Warum wird eine neue Mög­lich­keit der geförderten Alters­vorsorge ein­geführt?

Schon heute reicht die gesetzliche Rente bei vielen Menschen nicht aus, um im Ruhestand den gewohnten Lebensstandard beibehalten zu können. Dies könnte sich aufgrund der demografischen Entwicklung künftig noch verschärfen. Denn bis Mitte der 2030er-Jahre gehen in Deutschland sukzessive die geburtenstarken „Boomer“-Jahrgänge in Rente. Da nicht in gleichem Maße Erwerbstätige nachrücken, müssen immer weniger Beitragszahler die Renten von immer mehr Ruheständlern finanzieren – das Rentensystem gerät dadurch zunehmend in Schieflage. Um es zu stabilisieren, werden verschiedene Maßnahmen diskutiert – von steigenden Rentenversicherungsbeiträgen über eine Erhöhung des Renteneintrittsalters bis zur Senkung des Rentenniveaus. Vor diesem Hintergrund scheint es unerlässlich, privat vorzusorgen. Dies soll mit neuen Altersvorsorgeprodukten (Altersvorsorgedepot) von diversen Anbietern ab dem 1. Januar 2027 attraktiver werden.
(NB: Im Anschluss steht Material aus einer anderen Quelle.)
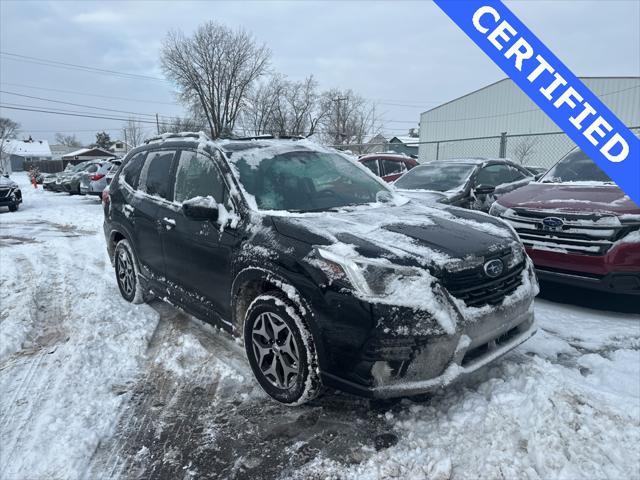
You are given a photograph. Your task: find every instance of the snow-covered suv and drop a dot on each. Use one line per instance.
(327, 275)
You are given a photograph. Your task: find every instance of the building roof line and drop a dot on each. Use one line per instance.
(508, 78)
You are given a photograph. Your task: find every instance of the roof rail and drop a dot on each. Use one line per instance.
(179, 135)
(266, 137)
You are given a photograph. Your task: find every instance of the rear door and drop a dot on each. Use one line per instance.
(198, 252)
(150, 205)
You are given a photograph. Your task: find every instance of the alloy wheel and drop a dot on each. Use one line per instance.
(126, 273)
(275, 350)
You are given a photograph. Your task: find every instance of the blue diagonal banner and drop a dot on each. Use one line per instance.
(552, 86)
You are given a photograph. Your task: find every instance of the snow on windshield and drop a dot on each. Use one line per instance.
(301, 177)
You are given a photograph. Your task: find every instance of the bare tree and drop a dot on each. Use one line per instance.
(8, 130)
(348, 119)
(183, 124)
(214, 69)
(524, 149)
(134, 133)
(68, 140)
(283, 107)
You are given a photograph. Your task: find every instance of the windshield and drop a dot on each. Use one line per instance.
(305, 180)
(576, 167)
(440, 177)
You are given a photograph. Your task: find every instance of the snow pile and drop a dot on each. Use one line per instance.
(70, 345)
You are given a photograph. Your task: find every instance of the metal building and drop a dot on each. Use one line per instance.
(500, 120)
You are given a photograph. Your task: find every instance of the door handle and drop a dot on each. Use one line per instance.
(168, 223)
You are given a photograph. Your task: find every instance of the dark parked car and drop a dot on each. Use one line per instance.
(578, 226)
(468, 183)
(10, 193)
(388, 166)
(328, 276)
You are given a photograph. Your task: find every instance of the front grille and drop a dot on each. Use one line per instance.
(489, 292)
(583, 234)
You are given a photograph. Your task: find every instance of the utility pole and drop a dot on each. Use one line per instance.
(339, 133)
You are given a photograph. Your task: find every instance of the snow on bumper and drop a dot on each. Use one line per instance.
(467, 359)
(483, 335)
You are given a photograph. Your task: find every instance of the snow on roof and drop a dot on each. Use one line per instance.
(22, 148)
(406, 140)
(84, 151)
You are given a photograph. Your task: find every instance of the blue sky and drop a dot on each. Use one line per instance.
(405, 53)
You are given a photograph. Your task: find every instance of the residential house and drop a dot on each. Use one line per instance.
(16, 152)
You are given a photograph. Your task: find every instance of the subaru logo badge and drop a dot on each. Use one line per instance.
(552, 223)
(493, 268)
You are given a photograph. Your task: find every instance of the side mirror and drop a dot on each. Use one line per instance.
(484, 190)
(201, 208)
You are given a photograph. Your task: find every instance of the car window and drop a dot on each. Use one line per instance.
(494, 175)
(372, 165)
(132, 169)
(576, 166)
(391, 167)
(156, 173)
(197, 176)
(440, 177)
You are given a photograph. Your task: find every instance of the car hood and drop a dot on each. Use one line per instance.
(413, 234)
(609, 199)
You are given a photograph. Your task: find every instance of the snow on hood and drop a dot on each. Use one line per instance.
(412, 234)
(572, 197)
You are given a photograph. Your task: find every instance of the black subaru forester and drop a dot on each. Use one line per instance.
(328, 276)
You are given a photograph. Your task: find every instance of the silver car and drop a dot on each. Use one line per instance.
(94, 183)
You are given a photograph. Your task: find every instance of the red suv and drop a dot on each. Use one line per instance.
(577, 226)
(389, 166)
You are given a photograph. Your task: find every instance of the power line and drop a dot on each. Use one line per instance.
(87, 94)
(53, 63)
(79, 104)
(71, 114)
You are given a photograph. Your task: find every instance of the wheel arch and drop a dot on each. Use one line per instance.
(254, 281)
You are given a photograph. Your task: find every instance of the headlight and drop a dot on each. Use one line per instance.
(497, 210)
(372, 278)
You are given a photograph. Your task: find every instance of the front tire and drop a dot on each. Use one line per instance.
(281, 350)
(128, 273)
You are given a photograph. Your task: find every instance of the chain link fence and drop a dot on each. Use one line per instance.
(532, 149)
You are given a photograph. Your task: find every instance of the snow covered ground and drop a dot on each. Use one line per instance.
(93, 387)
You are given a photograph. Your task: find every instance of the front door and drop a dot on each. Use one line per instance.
(198, 252)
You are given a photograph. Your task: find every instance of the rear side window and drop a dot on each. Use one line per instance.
(157, 173)
(197, 176)
(373, 166)
(391, 167)
(131, 171)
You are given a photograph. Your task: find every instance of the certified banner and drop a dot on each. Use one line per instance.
(552, 86)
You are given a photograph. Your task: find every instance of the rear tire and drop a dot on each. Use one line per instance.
(281, 350)
(128, 273)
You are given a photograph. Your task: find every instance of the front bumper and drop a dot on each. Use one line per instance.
(618, 271)
(617, 282)
(397, 360)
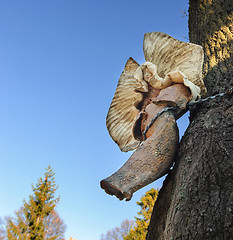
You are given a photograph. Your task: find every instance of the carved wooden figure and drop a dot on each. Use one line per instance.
(148, 100)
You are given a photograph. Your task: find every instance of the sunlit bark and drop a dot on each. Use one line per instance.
(196, 200)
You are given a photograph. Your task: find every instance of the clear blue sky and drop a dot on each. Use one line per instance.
(60, 62)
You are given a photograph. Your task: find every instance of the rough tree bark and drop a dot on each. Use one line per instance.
(196, 200)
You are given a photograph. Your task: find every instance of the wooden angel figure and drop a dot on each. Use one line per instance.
(148, 100)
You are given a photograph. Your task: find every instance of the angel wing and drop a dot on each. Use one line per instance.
(170, 54)
(123, 109)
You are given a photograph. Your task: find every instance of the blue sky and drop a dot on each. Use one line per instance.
(60, 62)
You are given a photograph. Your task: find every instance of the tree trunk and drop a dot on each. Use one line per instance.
(196, 200)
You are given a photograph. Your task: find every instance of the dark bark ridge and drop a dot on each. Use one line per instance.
(196, 200)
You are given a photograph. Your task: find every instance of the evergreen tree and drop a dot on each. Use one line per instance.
(37, 219)
(118, 233)
(142, 222)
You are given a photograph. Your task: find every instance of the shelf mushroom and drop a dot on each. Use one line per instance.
(148, 100)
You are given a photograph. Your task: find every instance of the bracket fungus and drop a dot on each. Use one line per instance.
(149, 98)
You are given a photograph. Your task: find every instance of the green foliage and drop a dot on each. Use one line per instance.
(142, 221)
(118, 233)
(37, 219)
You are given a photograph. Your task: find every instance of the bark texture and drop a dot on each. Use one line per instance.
(196, 200)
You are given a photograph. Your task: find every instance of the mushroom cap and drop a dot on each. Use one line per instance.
(123, 109)
(170, 54)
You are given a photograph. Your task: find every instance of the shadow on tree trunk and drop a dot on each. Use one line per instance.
(196, 200)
Wer kann ein Alters­vorsorge­produkt eröffnen?

Ein förderberechtigtes Altersvorsorgeprodukt (Altersvorsorgedepot) Altersvorsorgedepot kann im Prinzip fast jeder eröffnen bzw. abschließen, der noch nicht vollständig in Altersrente ist. Dazu gehören auch selbstständig Erwerbstätige, die Einkünfte nach § 15 („Gewerbetreibende“) oder § 18 Absatz 1 Nummer 1 bis 3 des Einkommensteuergesetzes erzielen und eine Steuererklärung abgegeben haben, sowie Pflichtmitglieder in einer berufsständischen Versorgungseinrichtung – auch wenn sie nicht in der gesetzlichen Rentenversicherung pflichtversichert sind. Nicht unmittelbar förderberechtigt sind jedoch Hausfrauen und -männer sowie von der Rentenversicherung befreite Minijobber.

Wie soll ein Alters­vorsorge­depot funktionieren?

Das Altersvorsorgedepot ist ein Altersvorsorgevertrag, der grundsätzlich dem Prinzip eines klassischen Wertpapierdepots entspricht. Das heißt, Sie können dort Geld in Wertpapieren anlegen und so bei entsprechenden Risiken an den Renditechancen der Kapitalmärkte teilhaben. Im Unterschied zu einem klassischen Depot darf das Altersvorsorgedepot nur der langfristigen Altersvorsorge dienen. Das heißt, Auszahlungen sind in der Regel erst im Rentenalter möglich. Ausnahmen können je nach Anbieter für die Entnahme von Depotvermögen zur Bildung von selbst genutztem Wohneigentum oder zur Tilgung entsprechender Darlehen gelten.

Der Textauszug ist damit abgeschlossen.